They say politics is show business for ugly people, and the parallels are striking. We now have a lot of celebrity politicians who are all about shaking things up, but are they really ready to do the hard work of actually governing if by some fluke they actually win? Are they ready to sit through the butt-numbing hours of work that it takes to write a bill that will reduce taxes or whatever was the slogan that got them elected in the first place? Do they actually understand how things work? I don't think so, especially when I hear some neophyte running for governor -- in Florida, say -- "I want to cut red tape and bureaucracy and make the government accountable." Well, yeah, but I don't think he gets the basic concept that it's the red tape and multiple layers of bureaucracy that makes the government accountable for the things they do. Without them, there would be a lack of accountability and a lot of opportunities for fraud and abuse, something a certain candidate for governor in Florida knows all too well. You can have blinding speed with no controls or you can have accountability. It's really hard to find the exact balance, trust me, and so far I have yet to hear of anyone in or outside the business who has done it.

I'm all in favor of bringing in new people to any business, be it the next rising star on Broadway or the newest Senator with new ideas.

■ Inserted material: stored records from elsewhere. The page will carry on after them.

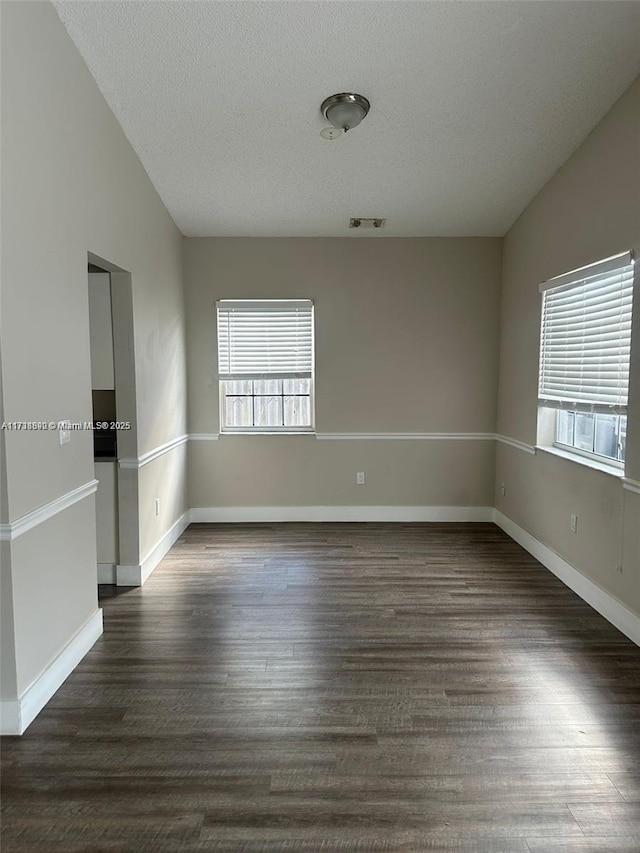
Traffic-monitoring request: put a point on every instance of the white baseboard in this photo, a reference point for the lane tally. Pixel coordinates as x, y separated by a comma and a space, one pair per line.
614, 611
16, 715
138, 574
106, 572
340, 513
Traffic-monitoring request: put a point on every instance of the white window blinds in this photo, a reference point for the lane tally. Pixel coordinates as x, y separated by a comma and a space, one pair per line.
265, 339
586, 338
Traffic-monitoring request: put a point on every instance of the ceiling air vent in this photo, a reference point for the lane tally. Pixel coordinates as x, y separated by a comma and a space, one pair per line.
361, 222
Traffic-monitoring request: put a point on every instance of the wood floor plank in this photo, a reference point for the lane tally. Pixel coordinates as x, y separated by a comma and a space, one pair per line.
338, 687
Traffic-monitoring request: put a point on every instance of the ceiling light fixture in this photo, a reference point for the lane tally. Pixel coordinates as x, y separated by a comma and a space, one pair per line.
344, 112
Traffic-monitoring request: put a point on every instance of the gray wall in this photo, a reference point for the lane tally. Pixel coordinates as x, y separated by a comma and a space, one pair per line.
406, 342
71, 184
589, 210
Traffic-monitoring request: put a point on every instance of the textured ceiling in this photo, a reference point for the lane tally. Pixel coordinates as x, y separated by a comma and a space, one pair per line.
474, 105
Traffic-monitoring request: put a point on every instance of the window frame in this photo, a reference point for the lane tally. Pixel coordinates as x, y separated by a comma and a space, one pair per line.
256, 377
549, 408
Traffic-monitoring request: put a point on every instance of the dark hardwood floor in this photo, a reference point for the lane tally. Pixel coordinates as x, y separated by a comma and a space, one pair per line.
338, 687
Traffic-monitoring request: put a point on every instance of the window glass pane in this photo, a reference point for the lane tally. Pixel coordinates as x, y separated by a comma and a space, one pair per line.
297, 386
297, 411
622, 437
238, 411
606, 435
267, 386
564, 427
238, 386
267, 411
584, 431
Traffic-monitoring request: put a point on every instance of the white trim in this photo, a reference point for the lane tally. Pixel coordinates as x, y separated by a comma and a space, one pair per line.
614, 611
404, 436
340, 513
17, 714
631, 485
106, 572
514, 442
43, 513
143, 460
136, 575
582, 459
615, 262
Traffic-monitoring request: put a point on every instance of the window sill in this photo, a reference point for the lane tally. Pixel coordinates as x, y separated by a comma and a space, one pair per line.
583, 460
267, 432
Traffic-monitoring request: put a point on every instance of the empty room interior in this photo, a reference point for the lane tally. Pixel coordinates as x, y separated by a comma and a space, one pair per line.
320, 447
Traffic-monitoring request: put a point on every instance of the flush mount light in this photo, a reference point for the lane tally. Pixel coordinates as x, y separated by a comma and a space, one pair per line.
344, 112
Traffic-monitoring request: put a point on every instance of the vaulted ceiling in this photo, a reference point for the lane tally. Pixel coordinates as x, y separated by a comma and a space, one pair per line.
474, 105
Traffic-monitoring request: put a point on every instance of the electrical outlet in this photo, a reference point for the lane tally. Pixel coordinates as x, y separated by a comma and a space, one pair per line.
64, 431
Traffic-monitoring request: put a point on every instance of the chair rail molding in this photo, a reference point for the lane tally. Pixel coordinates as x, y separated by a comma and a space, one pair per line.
32, 519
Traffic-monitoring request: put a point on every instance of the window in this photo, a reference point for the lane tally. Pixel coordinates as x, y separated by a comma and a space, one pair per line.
265, 365
584, 357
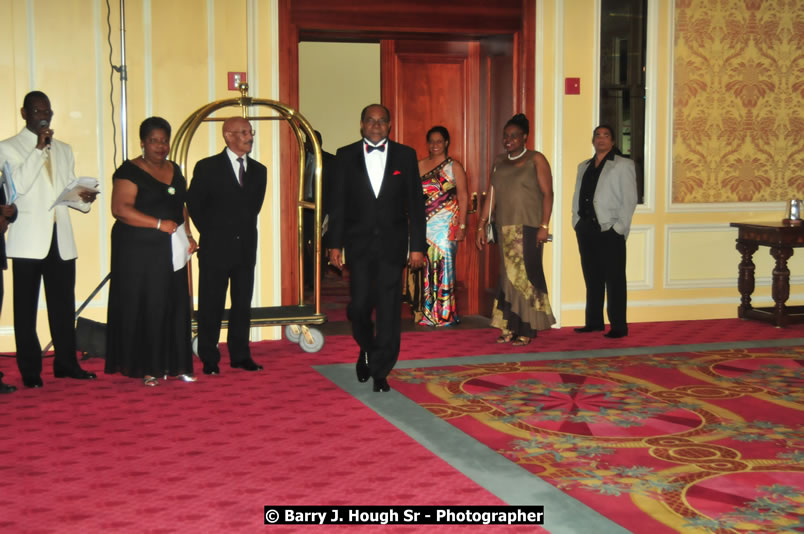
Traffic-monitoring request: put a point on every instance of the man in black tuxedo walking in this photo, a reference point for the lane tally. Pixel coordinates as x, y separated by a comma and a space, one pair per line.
376, 215
224, 199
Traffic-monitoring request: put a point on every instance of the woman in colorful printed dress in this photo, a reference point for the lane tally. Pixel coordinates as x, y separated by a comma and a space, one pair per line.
446, 198
523, 202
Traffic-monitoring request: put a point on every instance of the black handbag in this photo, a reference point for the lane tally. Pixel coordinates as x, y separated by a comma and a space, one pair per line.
491, 230
90, 338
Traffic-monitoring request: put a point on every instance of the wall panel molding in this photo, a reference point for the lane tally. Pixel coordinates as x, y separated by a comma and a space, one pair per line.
649, 255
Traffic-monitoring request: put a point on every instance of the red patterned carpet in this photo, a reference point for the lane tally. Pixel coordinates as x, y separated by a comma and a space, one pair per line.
113, 456
658, 443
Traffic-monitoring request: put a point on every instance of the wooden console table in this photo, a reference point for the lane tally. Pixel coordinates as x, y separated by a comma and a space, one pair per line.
782, 239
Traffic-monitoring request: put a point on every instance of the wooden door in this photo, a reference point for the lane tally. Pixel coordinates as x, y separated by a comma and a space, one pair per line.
467, 87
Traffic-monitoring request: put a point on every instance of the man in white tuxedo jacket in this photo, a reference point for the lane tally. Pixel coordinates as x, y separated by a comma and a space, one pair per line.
40, 242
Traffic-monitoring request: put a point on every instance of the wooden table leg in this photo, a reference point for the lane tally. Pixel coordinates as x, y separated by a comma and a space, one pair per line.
745, 280
781, 283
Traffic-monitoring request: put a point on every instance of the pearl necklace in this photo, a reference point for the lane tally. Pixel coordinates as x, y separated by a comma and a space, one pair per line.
519, 156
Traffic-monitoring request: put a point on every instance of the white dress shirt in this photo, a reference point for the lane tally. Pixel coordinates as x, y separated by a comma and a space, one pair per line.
375, 164
236, 164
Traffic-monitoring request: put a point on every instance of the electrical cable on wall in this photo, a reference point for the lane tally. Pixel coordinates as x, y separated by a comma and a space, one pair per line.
123, 78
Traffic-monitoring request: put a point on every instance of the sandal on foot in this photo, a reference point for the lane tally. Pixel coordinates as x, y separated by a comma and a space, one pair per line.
150, 381
520, 341
505, 338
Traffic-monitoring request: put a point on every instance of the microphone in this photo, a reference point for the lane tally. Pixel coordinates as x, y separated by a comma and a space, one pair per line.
43, 124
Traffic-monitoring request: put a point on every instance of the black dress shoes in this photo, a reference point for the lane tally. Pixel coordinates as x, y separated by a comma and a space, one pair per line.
361, 368
586, 329
381, 384
35, 382
247, 365
77, 373
211, 369
614, 334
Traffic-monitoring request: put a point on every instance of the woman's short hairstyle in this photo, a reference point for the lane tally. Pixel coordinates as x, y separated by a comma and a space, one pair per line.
605, 127
153, 123
520, 121
444, 133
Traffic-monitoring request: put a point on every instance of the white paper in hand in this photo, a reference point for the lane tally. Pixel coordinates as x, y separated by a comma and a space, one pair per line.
71, 196
181, 247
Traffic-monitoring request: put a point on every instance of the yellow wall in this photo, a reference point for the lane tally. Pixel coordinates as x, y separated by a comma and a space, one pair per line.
328, 96
681, 258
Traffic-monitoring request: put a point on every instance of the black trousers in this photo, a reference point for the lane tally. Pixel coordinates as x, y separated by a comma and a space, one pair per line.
213, 283
375, 286
59, 279
603, 264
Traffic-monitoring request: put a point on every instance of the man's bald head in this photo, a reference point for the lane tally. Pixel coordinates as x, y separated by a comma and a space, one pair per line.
238, 135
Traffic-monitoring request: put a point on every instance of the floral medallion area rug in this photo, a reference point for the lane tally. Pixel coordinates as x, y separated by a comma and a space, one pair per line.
708, 442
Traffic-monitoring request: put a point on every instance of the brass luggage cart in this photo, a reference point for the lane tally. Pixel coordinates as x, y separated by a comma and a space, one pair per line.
297, 319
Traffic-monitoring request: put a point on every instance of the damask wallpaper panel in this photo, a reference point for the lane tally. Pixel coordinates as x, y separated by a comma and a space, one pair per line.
738, 101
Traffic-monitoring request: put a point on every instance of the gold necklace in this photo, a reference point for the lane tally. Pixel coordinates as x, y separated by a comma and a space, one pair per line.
524, 149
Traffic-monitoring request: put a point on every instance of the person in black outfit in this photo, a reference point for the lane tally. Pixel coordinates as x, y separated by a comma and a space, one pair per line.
604, 202
148, 316
224, 199
377, 216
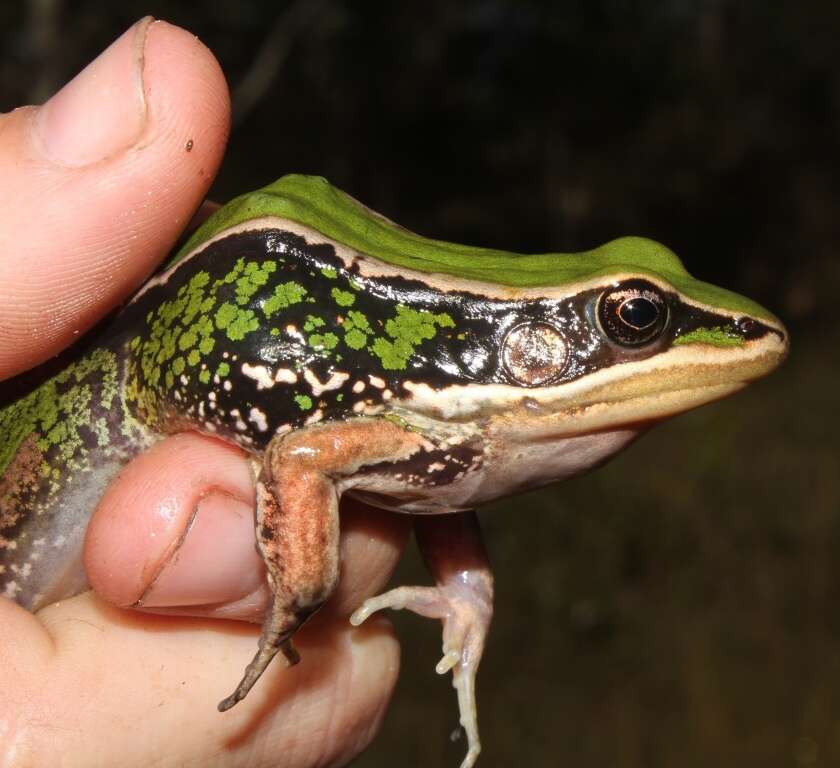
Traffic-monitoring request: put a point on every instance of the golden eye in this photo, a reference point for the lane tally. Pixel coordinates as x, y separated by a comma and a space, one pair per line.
633, 313
534, 353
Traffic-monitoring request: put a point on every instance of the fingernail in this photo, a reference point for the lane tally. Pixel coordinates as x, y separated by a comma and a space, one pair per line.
102, 110
216, 561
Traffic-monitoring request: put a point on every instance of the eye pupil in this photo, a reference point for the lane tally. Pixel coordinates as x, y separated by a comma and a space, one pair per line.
633, 313
639, 312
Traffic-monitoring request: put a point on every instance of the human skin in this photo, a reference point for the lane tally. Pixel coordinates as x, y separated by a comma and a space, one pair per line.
95, 187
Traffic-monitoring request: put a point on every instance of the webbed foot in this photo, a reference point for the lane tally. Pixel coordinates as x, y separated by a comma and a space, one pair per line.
463, 601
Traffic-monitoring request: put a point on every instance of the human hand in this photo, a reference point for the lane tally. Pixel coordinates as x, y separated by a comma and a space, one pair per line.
95, 187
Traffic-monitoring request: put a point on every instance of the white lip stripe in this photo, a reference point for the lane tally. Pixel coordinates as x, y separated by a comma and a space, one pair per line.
464, 401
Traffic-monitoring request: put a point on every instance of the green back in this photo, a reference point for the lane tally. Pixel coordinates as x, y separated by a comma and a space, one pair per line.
315, 203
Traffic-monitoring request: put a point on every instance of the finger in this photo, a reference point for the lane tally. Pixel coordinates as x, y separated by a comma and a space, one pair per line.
175, 533
96, 185
99, 686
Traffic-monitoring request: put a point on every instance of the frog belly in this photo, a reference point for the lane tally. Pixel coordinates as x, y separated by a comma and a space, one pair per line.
503, 470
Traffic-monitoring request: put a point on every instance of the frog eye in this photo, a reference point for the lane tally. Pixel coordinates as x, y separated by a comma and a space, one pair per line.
534, 353
633, 313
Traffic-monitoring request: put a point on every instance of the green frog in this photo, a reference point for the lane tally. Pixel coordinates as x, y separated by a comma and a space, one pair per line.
347, 355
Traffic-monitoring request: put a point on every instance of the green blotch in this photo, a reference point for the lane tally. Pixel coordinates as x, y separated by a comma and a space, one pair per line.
326, 341
304, 402
355, 339
343, 298
407, 330
236, 322
64, 414
312, 323
255, 275
313, 202
716, 337
284, 296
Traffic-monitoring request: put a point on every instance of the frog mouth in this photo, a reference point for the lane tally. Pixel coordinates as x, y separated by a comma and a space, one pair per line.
643, 397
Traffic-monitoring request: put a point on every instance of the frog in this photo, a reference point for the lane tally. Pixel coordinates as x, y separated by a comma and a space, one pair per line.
347, 355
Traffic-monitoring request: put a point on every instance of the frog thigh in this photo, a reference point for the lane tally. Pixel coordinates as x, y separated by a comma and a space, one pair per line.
297, 522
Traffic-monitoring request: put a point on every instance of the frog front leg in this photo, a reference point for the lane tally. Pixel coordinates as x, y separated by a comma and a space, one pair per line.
463, 599
297, 522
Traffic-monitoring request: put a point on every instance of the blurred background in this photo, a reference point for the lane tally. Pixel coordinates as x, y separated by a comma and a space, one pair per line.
681, 606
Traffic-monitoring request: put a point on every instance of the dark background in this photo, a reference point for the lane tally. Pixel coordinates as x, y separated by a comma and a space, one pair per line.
680, 607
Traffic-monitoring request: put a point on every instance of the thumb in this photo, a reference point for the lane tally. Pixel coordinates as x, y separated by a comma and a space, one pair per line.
98, 182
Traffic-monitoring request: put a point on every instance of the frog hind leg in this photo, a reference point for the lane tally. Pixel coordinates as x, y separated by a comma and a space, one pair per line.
462, 600
297, 523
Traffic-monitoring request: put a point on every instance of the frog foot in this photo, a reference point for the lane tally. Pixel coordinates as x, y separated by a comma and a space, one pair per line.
465, 606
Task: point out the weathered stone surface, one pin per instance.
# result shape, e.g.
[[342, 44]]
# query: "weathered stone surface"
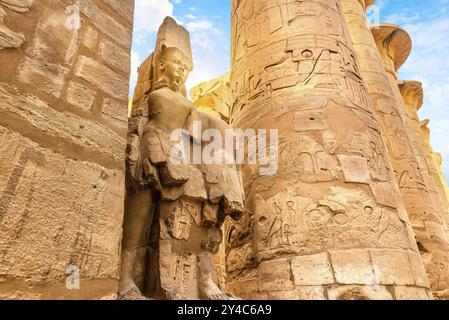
[[123, 8], [353, 267], [106, 23], [382, 51], [62, 182], [83, 231], [275, 275], [359, 293], [214, 97], [294, 70], [302, 293], [102, 77], [51, 53], [80, 96], [114, 56], [312, 270], [116, 113], [41, 119], [418, 270], [90, 38], [411, 293], [393, 267]]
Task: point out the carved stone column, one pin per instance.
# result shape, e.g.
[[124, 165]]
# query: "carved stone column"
[[391, 41], [412, 94], [380, 57], [329, 224]]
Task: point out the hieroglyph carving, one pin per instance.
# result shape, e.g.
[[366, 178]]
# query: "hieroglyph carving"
[[8, 37]]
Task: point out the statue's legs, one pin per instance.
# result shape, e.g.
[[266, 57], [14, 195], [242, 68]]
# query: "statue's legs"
[[139, 210]]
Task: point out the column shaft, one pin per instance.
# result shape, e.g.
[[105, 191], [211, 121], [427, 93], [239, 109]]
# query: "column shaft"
[[329, 223]]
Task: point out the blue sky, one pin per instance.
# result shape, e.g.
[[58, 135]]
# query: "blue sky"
[[209, 24]]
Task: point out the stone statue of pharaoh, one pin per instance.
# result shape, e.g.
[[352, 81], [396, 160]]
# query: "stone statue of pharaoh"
[[174, 208]]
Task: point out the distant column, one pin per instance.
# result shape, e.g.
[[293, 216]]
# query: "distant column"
[[380, 57]]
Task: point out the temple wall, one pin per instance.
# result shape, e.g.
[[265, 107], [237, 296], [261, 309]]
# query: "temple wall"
[[63, 126]]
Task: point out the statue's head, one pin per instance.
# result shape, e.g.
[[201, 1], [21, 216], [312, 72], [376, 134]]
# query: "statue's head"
[[174, 68]]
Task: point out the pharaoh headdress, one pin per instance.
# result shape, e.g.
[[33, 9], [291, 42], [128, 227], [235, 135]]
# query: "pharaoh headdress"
[[170, 35]]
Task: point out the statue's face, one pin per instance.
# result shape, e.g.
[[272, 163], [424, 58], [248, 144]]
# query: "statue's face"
[[175, 66]]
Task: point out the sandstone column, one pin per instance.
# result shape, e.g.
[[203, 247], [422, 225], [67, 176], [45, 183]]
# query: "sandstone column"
[[214, 97], [330, 223], [390, 41], [417, 187], [437, 158], [63, 125], [413, 96]]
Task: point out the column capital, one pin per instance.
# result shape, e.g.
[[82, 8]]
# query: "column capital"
[[366, 3], [412, 93], [425, 130], [394, 43]]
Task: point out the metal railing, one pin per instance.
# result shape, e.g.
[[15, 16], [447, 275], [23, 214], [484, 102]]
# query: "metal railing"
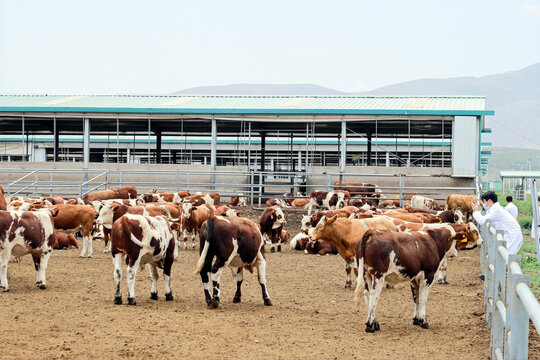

But they had better be aware of exactly how hard the business is. This is Broadway, not some 4-H skit; it's not just Mom and Dad out there with the Instamatic; it's a paying audience and a tough crowd who didn't come to see you be just you. They came to see you work and earn their trust and do what they expect you to do, which is more than just wave to the crowd and impress Sean Hannity with your one-liners. And if you don't, they have a funny way of finding someone who will, which means you can start looking for cheap rentals in Manistee.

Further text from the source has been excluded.